J.C. Penney Board Flap: A Lesson for Nonprofits!
By: Eugene Fram
The Penney board wanted to fire one its leading directors. The Wall Street Journal reported that the board “… accused him of breaching his board room duties by disclosing confidential information about the CEO search and financial condition.” The director, William Ackman, initially refused to resign. It was only after days of tense negotiations and details hammered out by lawyers that a resignation agreement was forged, finally ending the flap. *
What Nonprofit Boards Should Learn.
• It is difficult, if not impossible, to dismiss an elected director even if he or she commits an egregious act similar that executed by Ackerman. Some nonprofits believe if a director violates the attendance regulation cited in many bylaws or other bylaw regulations, the board majority can unilaterally dismiss a director. Before taking such a step, the board should review the action with its legal counsel, since state laws vary greatly.
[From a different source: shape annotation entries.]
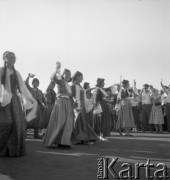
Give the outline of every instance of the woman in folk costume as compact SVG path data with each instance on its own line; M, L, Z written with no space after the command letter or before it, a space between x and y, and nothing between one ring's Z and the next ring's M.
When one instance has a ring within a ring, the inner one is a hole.
M32 81L32 86L29 85L29 79L33 78L35 75L29 74L26 79L26 86L31 92L32 96L37 100L38 108L37 108L37 117L35 119L32 119L27 124L27 128L33 128L34 129L34 138L39 138L38 130L42 129L43 121L44 121L44 112L46 110L46 100L44 97L44 94L41 90L38 89L39 87L39 80L37 78L34 78Z
M111 112L107 105L108 94L104 90L104 79L98 78L97 85L93 91L93 103L94 103L94 130L100 136L110 136L111 131Z
M14 68L15 54L5 52L0 68L0 156L25 154L25 120L36 117L37 104ZM31 109L25 117L24 110Z
M86 91L81 87L80 83L83 80L83 74L77 71L73 75L72 93L73 99L77 104L75 110L75 128L73 131L73 140L75 143L88 144L90 141L95 141L98 136L90 126L86 119L86 113L91 111L91 106L88 106Z
M162 124L164 124L164 116L161 107L161 95L157 89L150 86L152 109L149 118L149 124L154 124L156 132L162 133Z
M131 100L128 93L129 89L129 81L123 80L122 81L122 88L119 92L118 101L120 101L120 110L118 114L118 121L117 121L117 129L121 134L121 129L126 130L125 136L132 136L130 134L130 129L135 128L132 107L131 107ZM122 134L121 134L122 135Z
M88 107L89 107L89 112L86 113L86 119L87 119L88 123L90 124L90 126L93 128L94 127L94 124L93 124L93 101L92 101L91 90L93 90L94 88L90 88L90 84L87 82L84 83L83 88L86 91L87 103L88 103Z
M57 69L61 64L58 62ZM57 73L59 70L57 70ZM71 72L65 69L61 79L56 73L52 76L52 81L58 85L57 101L53 107L44 144L47 147L58 145L59 147L71 146L71 135L74 127L74 111L72 102Z
M45 113L44 113L43 128L47 128L47 126L48 126L50 116L51 116L51 112L53 110L53 106L54 106L55 101L56 101L56 93L54 91L54 88L55 88L55 82L51 81L51 83L48 86L46 93L45 93L47 108L46 108Z

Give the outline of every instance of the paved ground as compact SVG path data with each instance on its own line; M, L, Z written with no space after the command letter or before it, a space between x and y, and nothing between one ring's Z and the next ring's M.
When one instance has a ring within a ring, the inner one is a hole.
M170 176L170 134L133 135L112 133L108 142L76 145L70 150L48 149L41 140L29 137L25 157L0 158L0 180L95 180L100 157L119 158L114 167L116 172L125 169L121 168L122 163L130 163L133 175L134 163L146 163L149 158L155 165L165 163ZM158 169L152 168L151 175ZM109 179L114 179L111 174ZM140 170L140 179L146 179L144 168Z

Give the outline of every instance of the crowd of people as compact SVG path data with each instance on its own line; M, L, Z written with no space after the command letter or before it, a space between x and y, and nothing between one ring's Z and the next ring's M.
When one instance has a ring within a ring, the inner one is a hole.
M132 132L170 132L170 87L162 90L144 84L137 89L128 80L105 87L98 78L91 88L81 85L83 73L69 69L61 73L61 63L51 76L46 93L39 80L29 74L24 81L15 69L13 52L3 54L0 68L0 156L19 157L26 152L27 131L43 138L45 147L70 148L72 144L107 141L111 131L121 136ZM32 86L29 83L32 80ZM57 85L57 92L55 86ZM43 131L43 137L39 132Z

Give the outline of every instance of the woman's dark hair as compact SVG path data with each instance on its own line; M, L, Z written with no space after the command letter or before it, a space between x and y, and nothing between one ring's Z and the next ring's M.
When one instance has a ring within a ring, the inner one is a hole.
M88 82L85 82L85 83L84 83L84 85L83 85L83 88L84 88L85 90L86 90L86 89L88 89L88 87L89 87L89 84L90 84L90 83L88 83Z
M72 77L73 83L76 81L77 77L80 77L80 76L83 76L83 74L81 72L77 71Z
M38 82L38 84L40 84L40 82L39 82L39 80L38 80L37 78L34 78L34 79L32 80L32 84L33 84L34 82Z
M2 77L1 77L1 83L4 85L5 87L5 81L6 81L6 70L7 70L7 63L5 61L5 58L7 57L8 54L14 54L13 52L10 51L5 51L3 54L3 60L4 60L4 69L3 69L3 73L2 73ZM14 54L15 55L15 54ZM13 72L14 72L14 80L16 82L16 88L18 88L19 92L21 92L20 86L19 86L19 80L18 80L18 76L17 76L17 72L15 70L15 67L13 66Z
M69 72L71 74L71 71L69 69L64 69L63 74L62 74L62 79L64 79L64 74L66 74L67 72ZM68 82L71 82L72 78L70 77L70 80Z
M100 87L101 84L105 81L105 79L102 79L102 78L98 78L97 79L97 84L96 84L96 87Z

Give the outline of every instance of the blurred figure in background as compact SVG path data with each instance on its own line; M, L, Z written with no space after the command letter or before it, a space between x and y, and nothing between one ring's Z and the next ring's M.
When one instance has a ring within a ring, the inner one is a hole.
M43 121L43 126L42 126L42 128L45 128L45 129L48 126L51 112L53 110L53 106L56 101L56 93L54 91L54 88L55 88L55 82L51 81L45 93L45 100L47 102L47 108L45 109L44 121Z
M151 93L149 91L149 85L143 85L143 92L142 92L142 123L143 123L143 132L150 130L152 131L151 127L149 127L149 118L152 109L152 102L151 102ZM149 128L148 128L149 127Z
M166 98L165 98L165 108L166 108L166 117L167 117L167 130L170 132L170 90L169 88L166 88L163 85L163 81L161 80L161 86L164 92L166 93Z
M123 80L122 88L119 92L119 97L118 97L118 101L120 101L120 110L119 110L118 121L116 126L120 134L121 134L120 130L125 129L126 131L125 136L132 136L130 134L130 130L131 128L135 128L131 101L128 93L129 86L130 86L129 81Z
M0 68L0 156L19 157L26 153L25 120L36 117L37 104L15 69L13 52L3 54ZM23 110L31 109L25 117Z
M105 79L98 78L93 92L94 129L101 140L104 140L104 137L110 136L111 131L111 112L107 105L108 94L104 90L104 81Z
M154 124L156 133L162 133L162 124L164 124L164 117L161 107L161 95L157 89L150 86L152 109L149 118L149 124Z
M46 100L44 97L43 92L38 89L39 87L39 80L34 78L35 75L28 74L28 77L25 81L25 84L29 91L31 92L32 96L37 100L38 109L37 109L37 118L32 119L32 121L27 123L27 128L34 129L34 138L40 138L39 136L39 129L42 129L43 121L44 121L44 111L46 109ZM32 86L29 85L29 79L34 78L32 81Z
• In the Ackman case, the Penney board, with its huge legal power, could only wait until his elected term was over before refusing to reelect him. Such an occurrence in the nonprofit environment would significantly impact the organization’s reputation. Penney’s stock dropped 3.7% when the resignation was announced. While the nonprofit’s reputation can’t be measured in such a quantitative manner, it needs to plan to take protective PR actions should it find itself in such a difficult position, such as the Penney case.
• My experience with a similar situation occurred when a director did not attend board meeting but refused to resign. In such a case, it is likely the board will be divided into three groups. One group will find a rationale for retaining the director, although he/she is not attending meetings.** A second group will want to directly or indirectly pressure the director to resign; the obligation is clearly established in the bylaws. The third group, although understanding the need for the resignation and abandoning ethical considerations, will chose to do nothing, fearing the perceived conflict will impact staff performance and significantly harm to the organization’s professional reputation as well as the board’s image.
What can a nonprofit board do to avoid, on a smaller scale, the problem that has afflicted the Penney board?
• Selected and vet potential board candidates carefully.
• Clearly define the director’s responsibilities at the outset.
• Get lucky! There can be a wide chasm between what volunteers promise to do and what they actually do. Unlike Ackerman, who has a substantial investment in Penney, the volunteer can only potentially suffer a modest reputational loss.
*Suzanne Kapner, Emily Glazer and Joann S. Lubin (2013)
“Ackman Resigns From J.C. Penney Board,” The Wall Street
Journal, August 13th.
** In this case, the director had made a substantial financial contribution.